"Oh soul,
you worry too much.
You have seen your own strength.
You have seen your own beauty.
You have seen your golden wings.
Of anything less,
why do you worry?
You are in truth
the soul, of the soul, of the soul.” -- Rumi
I find myself luxuriating in the moments of these early June days. The weather is warm and sunny and the depression that often plagues me in the spring and fall is now completely gone - such a relief and joy, such gratitude I feel for this time.
I loved creating the piece above - there are a couple more I also did in this series that I'll show you soon. They were created as class samples for my Artfest proposals, of which I found out this week, were not accepted, so next year I get to be student for 3 days, and take classes from the amazing teachers that Teesha will unveil shortly on her website.
I must admit, initially I felt the sting of rejection when I got that news, but I'm happy to report that within 24 hours or less, I felt calm and clear and truly trust that it is as it was meant to be. I feel like sharing about my experience, because so many of you who read this blog are artists and teachers and put yourselves out there to the various venues with your proposals and your artwork, and have also experienced the disappointment of not being chosen, of rejection.
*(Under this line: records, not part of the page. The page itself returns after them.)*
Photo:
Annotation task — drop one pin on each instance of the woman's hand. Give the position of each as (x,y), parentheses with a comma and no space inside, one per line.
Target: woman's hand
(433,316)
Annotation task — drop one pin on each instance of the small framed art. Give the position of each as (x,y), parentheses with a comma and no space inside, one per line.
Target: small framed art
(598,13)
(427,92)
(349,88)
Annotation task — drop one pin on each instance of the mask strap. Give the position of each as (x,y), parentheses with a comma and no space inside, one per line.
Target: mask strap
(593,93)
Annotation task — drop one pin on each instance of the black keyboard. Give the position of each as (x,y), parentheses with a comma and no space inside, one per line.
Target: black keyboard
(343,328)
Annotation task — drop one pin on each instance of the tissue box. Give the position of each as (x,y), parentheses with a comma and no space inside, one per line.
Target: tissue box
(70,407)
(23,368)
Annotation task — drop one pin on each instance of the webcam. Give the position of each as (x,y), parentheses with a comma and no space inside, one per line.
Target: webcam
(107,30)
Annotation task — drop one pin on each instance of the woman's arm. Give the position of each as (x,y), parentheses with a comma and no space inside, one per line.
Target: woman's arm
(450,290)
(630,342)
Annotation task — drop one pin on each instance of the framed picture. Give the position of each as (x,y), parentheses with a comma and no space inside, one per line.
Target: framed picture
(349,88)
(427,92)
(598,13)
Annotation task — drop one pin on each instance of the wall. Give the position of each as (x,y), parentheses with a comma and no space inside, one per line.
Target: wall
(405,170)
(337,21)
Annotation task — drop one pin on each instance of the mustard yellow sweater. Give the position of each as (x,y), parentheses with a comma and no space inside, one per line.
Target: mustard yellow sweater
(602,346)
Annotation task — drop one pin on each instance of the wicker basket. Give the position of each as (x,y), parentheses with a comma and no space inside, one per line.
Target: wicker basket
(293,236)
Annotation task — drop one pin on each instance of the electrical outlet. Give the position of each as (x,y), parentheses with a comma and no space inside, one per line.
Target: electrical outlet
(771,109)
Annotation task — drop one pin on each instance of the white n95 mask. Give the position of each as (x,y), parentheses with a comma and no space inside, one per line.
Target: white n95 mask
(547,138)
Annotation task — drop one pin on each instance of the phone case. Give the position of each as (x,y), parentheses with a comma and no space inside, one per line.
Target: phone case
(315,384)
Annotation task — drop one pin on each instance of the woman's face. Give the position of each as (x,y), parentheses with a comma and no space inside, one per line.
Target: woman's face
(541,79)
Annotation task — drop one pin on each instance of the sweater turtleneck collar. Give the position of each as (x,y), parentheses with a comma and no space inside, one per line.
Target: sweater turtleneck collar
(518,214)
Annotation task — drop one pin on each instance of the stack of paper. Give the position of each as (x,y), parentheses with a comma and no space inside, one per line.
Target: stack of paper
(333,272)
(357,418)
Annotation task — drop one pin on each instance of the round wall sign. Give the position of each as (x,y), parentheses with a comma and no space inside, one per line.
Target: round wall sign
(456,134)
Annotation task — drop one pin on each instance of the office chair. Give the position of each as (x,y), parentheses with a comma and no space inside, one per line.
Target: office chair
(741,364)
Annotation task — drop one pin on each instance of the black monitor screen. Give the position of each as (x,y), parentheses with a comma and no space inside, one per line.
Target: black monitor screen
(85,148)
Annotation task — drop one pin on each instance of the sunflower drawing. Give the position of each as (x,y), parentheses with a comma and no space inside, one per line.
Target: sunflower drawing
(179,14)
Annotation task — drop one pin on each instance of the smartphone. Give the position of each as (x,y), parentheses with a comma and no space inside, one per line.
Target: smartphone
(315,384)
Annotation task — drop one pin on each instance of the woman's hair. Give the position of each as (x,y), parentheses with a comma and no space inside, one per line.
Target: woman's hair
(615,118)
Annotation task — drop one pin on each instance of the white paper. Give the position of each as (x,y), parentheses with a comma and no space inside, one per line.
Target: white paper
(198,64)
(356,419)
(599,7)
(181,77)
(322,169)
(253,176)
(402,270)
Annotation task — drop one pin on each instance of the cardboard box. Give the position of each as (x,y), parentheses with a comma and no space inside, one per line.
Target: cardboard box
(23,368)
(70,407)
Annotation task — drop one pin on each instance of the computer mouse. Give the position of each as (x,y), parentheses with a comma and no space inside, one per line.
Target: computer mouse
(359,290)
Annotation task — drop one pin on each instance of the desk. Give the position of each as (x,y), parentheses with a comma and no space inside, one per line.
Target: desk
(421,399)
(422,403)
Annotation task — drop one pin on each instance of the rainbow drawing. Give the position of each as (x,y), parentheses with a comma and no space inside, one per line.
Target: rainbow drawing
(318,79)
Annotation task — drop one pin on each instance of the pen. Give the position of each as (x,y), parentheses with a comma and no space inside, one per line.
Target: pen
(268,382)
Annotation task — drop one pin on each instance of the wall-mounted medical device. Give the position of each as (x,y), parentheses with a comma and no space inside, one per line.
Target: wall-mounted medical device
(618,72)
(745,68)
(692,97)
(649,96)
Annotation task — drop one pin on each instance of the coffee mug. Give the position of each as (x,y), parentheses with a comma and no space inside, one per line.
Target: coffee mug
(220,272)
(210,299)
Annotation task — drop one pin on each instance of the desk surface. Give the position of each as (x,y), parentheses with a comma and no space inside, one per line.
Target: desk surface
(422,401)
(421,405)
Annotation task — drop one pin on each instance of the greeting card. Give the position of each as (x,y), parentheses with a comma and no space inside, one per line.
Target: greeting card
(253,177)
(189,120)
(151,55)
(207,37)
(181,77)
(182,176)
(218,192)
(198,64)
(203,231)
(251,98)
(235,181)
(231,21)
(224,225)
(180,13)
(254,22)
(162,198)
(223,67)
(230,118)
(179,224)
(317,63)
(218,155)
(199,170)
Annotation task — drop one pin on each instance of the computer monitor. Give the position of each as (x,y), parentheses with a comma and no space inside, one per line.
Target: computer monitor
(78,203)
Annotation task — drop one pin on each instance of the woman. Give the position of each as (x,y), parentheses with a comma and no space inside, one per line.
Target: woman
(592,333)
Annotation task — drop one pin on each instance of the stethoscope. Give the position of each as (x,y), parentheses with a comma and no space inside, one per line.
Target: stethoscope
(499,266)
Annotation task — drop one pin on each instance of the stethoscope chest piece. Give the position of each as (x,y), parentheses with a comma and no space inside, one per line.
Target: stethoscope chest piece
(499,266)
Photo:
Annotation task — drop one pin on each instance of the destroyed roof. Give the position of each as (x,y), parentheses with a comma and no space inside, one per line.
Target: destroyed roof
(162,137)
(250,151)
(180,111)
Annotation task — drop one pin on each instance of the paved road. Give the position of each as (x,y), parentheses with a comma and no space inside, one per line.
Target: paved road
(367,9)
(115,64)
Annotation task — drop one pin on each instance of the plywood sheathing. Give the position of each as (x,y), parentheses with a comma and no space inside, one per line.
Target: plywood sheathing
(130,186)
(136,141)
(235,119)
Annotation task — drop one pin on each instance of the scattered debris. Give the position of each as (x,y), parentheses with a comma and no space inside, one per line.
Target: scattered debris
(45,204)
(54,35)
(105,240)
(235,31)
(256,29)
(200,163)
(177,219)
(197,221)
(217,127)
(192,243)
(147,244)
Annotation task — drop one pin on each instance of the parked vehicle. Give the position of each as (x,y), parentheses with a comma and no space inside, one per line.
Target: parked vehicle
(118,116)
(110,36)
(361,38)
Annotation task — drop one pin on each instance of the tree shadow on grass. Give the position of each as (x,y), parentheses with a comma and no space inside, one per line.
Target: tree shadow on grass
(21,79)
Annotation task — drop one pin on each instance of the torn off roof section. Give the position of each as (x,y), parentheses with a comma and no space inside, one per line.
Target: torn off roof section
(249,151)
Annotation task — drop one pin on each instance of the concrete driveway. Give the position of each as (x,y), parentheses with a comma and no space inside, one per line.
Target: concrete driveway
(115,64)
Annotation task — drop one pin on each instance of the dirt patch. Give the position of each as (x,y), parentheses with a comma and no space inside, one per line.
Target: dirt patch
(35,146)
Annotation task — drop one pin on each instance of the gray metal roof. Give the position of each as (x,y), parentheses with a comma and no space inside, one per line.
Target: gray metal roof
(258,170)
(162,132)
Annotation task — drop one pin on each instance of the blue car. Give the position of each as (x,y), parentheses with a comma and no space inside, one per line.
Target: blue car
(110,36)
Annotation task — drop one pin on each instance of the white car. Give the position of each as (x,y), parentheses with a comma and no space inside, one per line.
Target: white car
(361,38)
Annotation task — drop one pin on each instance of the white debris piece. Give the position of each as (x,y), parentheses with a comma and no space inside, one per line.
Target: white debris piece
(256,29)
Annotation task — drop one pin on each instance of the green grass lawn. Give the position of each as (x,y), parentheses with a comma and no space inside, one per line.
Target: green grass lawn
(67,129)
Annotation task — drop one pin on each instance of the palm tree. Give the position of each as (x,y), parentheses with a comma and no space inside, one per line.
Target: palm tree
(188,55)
After getting the news, my intention was to accept and allow feelings and thoughts to arise, and to take note of how much of my distress was ego, and how much was (??) What I noticed in myself were these things: initially my feelings were hurt, for about 15 minutes i took it personally, even though, deep down, i knew it wasn't. Once I got through that, it's like it had to just filter through my physical body, and I was aware of the sensations, the heaviness, the heartache, the fatigue, the thoughts that tried to come in saying that "I" was rejected - those thoughts I quickly recognized and quieted, reminding them that it was my class proposals, not me.
Within about 10 hours, I noticed I felt some happiness for the spaces that were open for someone else to teach, remembering that every time I get accepted to teach, that means there is one less spot for someone else. I found that focusing on that aspect, that thought, made me feel generous and grateful for all the good opportunities I have been blessed with over my lifetime, specifically during the past several years in my art life, for those openings I have slipped into. I don't choose to live my life as a competition, I don't need to come in first, or to have the label "teacher" or "artist" in order for me to enjoy the creative process any more deeply. Honestly, I think those labels can actually be a hindrance if we are not very vigilant with our motivations and intentions on a moment to moment basis.
A part of me feels appreciative of this opportunity for "rejection" as it has given me a valuable opportunity to step back, examine my priorities, where my art interests, curiosities, and discoveries are going, my ideas and notions about who I am and why I make and share my art, and why I teach. It has reminded me to stay true to my innermost intentions and not get caught up in the thoughts and activities so seductive to the ego.
Today I feel grateful for all of it, and feel a strong trust that just as the Tahuya River eventually ends up in the ocean, so all things flowing through my life are heading towards something good.